The second half veered into crossover, standards and pop music with an emphasis on the middlebrow.  “On the Street Where You Live” got a jazzy up-tempo rendition from Tetelman while Williams tore into a jazz fantasia of “Can’t Buy Me Love” with drummer Ari Hoenig trying to steal the show with an extended percussion solo.

ESPN sports journalist and commentator Darren Rovell acted as compère, introducing all the varied and eclectic acts while providing color commentary intermittently throughout the evening.  Unger felt the need to draft a lot of supporting talent that distracted rather than supported the two central artists.  Ariana Maloney sounded better in the poppy arrangement of “The Prayer” by David Foster and Carole Bayer Sager than she did as Violetta. For Bernstein’s familiar “Maria” from West Side Story, instead of the natural assignment to our star tenor, the piece went to guest pop tenor Stevie Mackey, a coach for NBC’s “The Voice,” who has worked with Jennifer Lopez.  He was sensational and ready to take the stage with clear diction and expert blending into head voice but was a one-off.  Violinist Katia Reguero Lindor got a big introduction but then sat down, turned away from the audience and joined the other two string players with no solo. What??  Broadway vet and George Steinbrenner granddaughter Haley Swindal was dragged on to belt “New York, New York” with Tetelman for the finale.  Even Unger himself got into the act coming out to take over “D’Habitude” from Tetelman, giving us a few verses in Paul Anka’s familiar, maudlin English translation as “My Way” in a sturdy musical theater baritone.
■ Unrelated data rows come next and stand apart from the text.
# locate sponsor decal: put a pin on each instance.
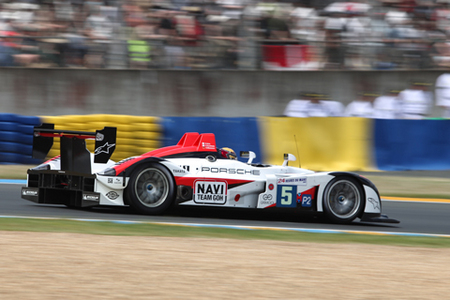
(115, 180)
(104, 149)
(287, 196)
(375, 203)
(99, 137)
(297, 181)
(231, 171)
(29, 193)
(206, 145)
(211, 192)
(267, 199)
(305, 200)
(90, 197)
(112, 195)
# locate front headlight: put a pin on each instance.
(42, 167)
(108, 172)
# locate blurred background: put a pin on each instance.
(242, 63)
(226, 34)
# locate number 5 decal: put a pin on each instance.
(286, 195)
An 18-year-old Unger used to entertain his Yankee teammates with “New York, New York” and “My Way,” so their inclusion reflected his own Sinatra-influenced tastes.

Tetelman got a big push by the Met in his debut season with two rather secondary tenor leads (Ruggero in La Rondine and Pinkerton in Butterfly), replete with HD double exposure. The Met seemed poised to promote the telegenic tall, dark and handsome tenor as a company star.  That was derailed when lingering illness compromised his singing, and divo attitude allegedly erupted backstage. Tetelman compounded the negative impression by complaining in interviews of the Met’s exploitative promotion (aimed at making him a house favorite, although that didn’t work out too well for previous Gelb pet tenor Vittorio Grigolo). He hasn’t been back since, and his name is missing from any future prospectus.
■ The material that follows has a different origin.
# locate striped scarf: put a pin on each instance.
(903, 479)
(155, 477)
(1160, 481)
Both the voice and the looks are dark and handsome, and his technique is solid with a ringing secure top.  He doesn’t go very deep as an interpreter, and his style is rather American regional B lister rather than international artiste. (I admired Tetelman’s acting as Pinkerton where he was unafraid to bring out the louche and manipulative aspects of the character.)  He has good, unaffected English diction and can sound natural crossing over into pop, Broadway, and jazz (he’s a former DJ).  In some of the pop pieces Tetelman went for the foreign language text – he sang “D’Habitude” in excellent French that bodes well for his upcoming debuts in the title roles of Faust and Werther in Europe. Parla più piano by Nino Rota showed again how much film scores owe to Puccini and verismo. His encore of “Nessun Dorma” was rousingly sung with real spinto thrust and color.  He can cross over without embarrassing himself and the audience responded well to him.  As a popular concert attraction, he shows definite potential.
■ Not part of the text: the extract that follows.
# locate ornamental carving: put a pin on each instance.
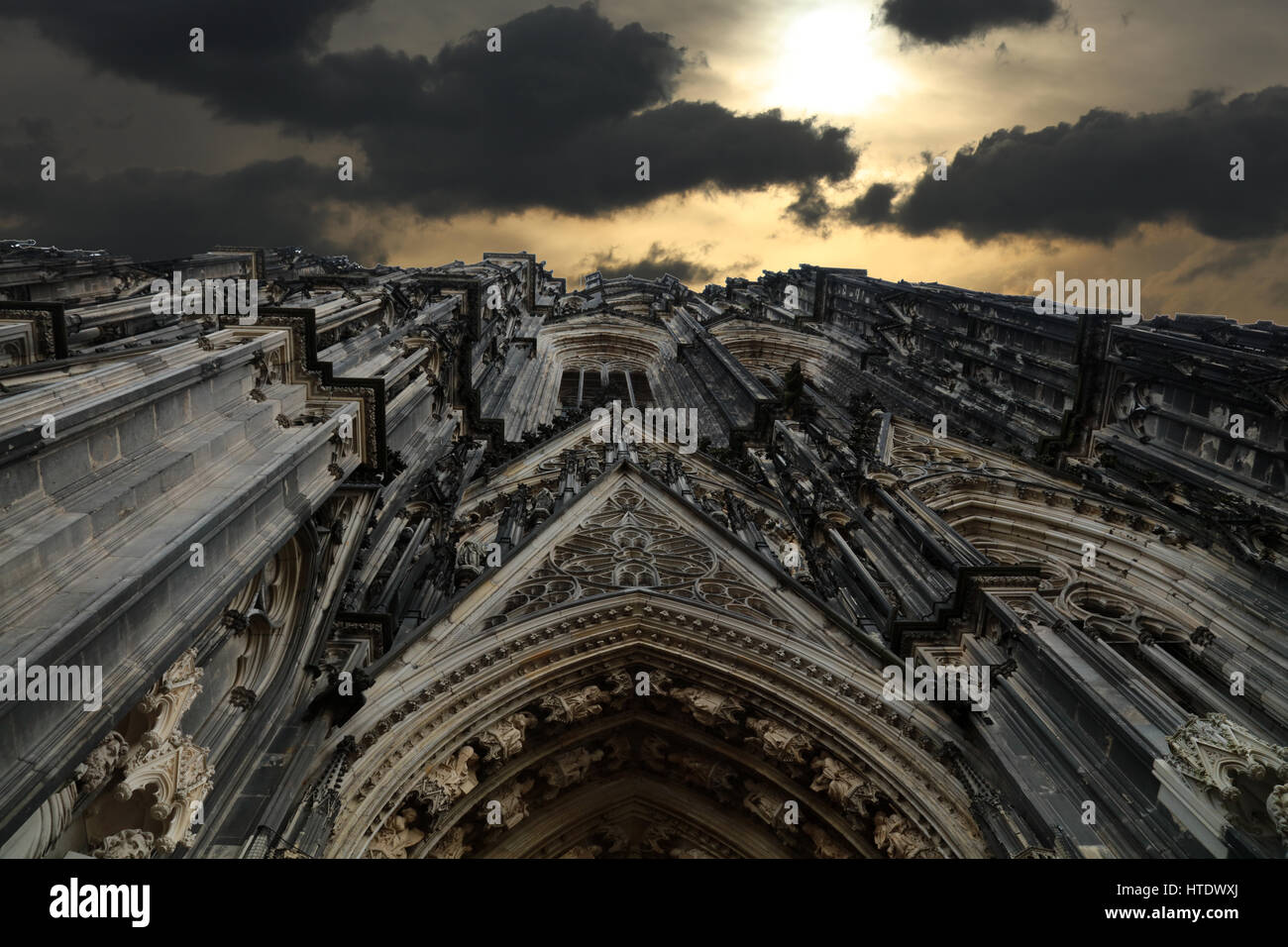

I think Williams is more a natural for a smaller cabaret room; he seemed a bit swamped and lost in a crowd on the Carnegie Hall stage despite great ability. He also doesn’t seem comfortable speaking in public and did not interact much. Tetelman, who comes from opera, was better at working a big room as a star.  Williams seemed to be part of the ensemble a lot of the time, which is no aspersion on his musical ability or talent.

Unger might be better at showcasing his performers if he cut down a bit on the three-ring circus aspect removing all the guest performers. Keep it simple and put the music first.